OSCE calls for international police force in Kyrgyz south
Bishkek: An international police force may be needed to restore stability in southern Kyrgyzstan after the ethnic bloodshed that has killed hundreds and sparked a wave of refugees, an OSCE official said on Wednesday.
The Organisation for Security and Cooperation in Europe is leading talks with EU foreign ministers on beefing up security in the strategic Central Asian state, said Kimmo Kiljunen, special envoy for the OSCE Parliamentary Assembly.
"What I think would be really useful would be to have a certain international police operation to offer technical advice, and maybe the presence of international police here. That would create an atmosphere of trust," he told reporters.
He said EU foreign ministers were already discussing the option of using police to help deal with the crisis.

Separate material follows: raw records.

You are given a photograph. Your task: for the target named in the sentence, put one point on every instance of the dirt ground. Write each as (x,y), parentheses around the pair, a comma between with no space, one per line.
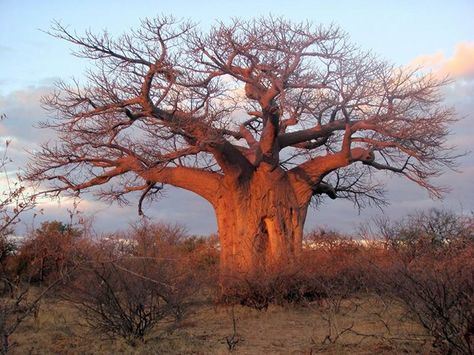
(356,326)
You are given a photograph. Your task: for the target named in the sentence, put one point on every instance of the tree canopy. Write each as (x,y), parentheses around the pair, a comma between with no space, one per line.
(169,104)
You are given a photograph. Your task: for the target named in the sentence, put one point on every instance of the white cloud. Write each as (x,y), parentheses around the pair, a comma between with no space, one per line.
(459,65)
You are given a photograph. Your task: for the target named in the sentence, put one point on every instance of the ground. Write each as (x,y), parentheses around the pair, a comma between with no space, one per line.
(365,325)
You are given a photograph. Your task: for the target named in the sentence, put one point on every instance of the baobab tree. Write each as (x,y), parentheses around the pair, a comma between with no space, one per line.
(257,117)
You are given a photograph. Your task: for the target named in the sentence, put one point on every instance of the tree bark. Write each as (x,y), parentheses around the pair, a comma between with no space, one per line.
(260,221)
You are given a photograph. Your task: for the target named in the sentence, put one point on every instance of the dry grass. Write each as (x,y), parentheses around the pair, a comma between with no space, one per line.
(361,326)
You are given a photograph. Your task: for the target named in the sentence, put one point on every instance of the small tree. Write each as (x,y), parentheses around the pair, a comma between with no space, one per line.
(258,117)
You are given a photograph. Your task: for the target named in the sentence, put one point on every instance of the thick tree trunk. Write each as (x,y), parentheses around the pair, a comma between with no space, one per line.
(260,221)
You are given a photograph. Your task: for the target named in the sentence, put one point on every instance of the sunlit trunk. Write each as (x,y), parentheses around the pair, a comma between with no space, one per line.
(260,225)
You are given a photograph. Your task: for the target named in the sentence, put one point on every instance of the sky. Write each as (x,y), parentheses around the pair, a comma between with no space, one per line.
(435,34)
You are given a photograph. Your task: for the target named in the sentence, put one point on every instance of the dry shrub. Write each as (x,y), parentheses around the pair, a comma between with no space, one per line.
(332,267)
(51,252)
(437,288)
(432,274)
(134,284)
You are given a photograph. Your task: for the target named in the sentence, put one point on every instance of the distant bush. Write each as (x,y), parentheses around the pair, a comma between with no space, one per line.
(134,284)
(50,252)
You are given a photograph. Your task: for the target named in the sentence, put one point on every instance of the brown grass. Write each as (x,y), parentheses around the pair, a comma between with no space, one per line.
(371,326)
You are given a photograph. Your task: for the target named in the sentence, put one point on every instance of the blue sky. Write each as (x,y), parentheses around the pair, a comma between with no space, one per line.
(437,33)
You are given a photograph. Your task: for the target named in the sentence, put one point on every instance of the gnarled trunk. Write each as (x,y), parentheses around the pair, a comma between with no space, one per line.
(260,221)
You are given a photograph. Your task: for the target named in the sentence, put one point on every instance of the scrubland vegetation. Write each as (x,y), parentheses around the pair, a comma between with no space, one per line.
(155,289)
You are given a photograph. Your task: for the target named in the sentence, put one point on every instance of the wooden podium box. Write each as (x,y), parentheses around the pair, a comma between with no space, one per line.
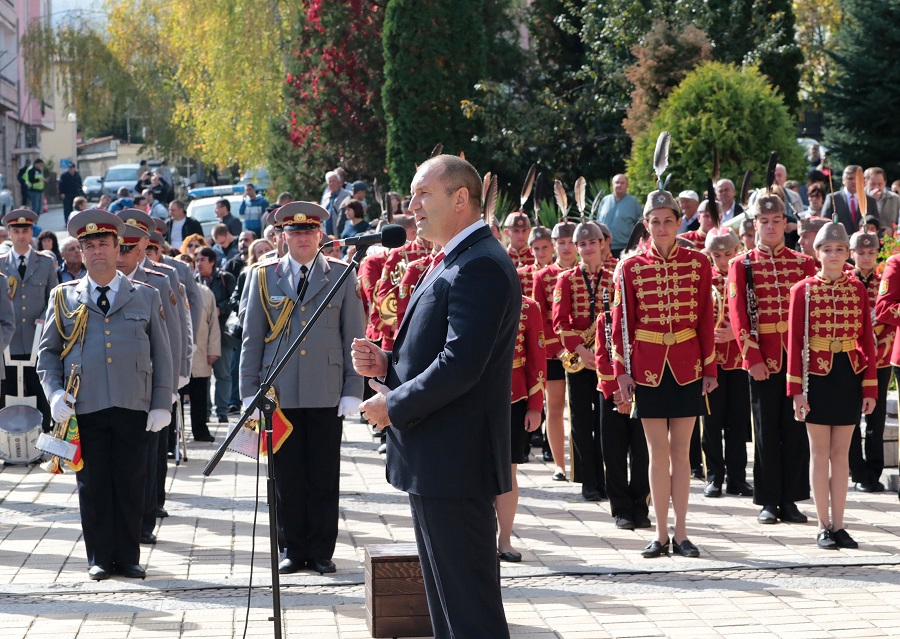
(395,592)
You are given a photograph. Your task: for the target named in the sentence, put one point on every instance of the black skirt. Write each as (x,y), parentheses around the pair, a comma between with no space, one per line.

But the European Union said that while it was boosting its delegation in Kyrgyzstan, it had no immediate plans to contribute police.
"At this stage we are just reinforcing our delegation to make sure there is enough expertise on the ground," said a spokeswoman for EU foreign policy chief Catherine Ashton.
Violence in Kyrgyzstan has raised concerns in Russia and the United States, which both operate military bases in the country, that the turmoil could spread to other parts of Central Asia.
In a sign of the growing international concern about the crisis, the UN Security Council was scheduled to hear a briefing on the situation in Kyrgyzstan from UN assistant secretary-general Oscar Fernandez-Taranco on Thursday.
The Collective Security Treaty Organisation (CSTO), a Russia-led grouping of former Soviet republics, will send its secretary general, Nikolai Bordyuzha, to Kyrgyzstan on Friday.
The CSTO said in a statement a working group would evaluate the situation in south Kyrgyzstan and assist in law enforcement.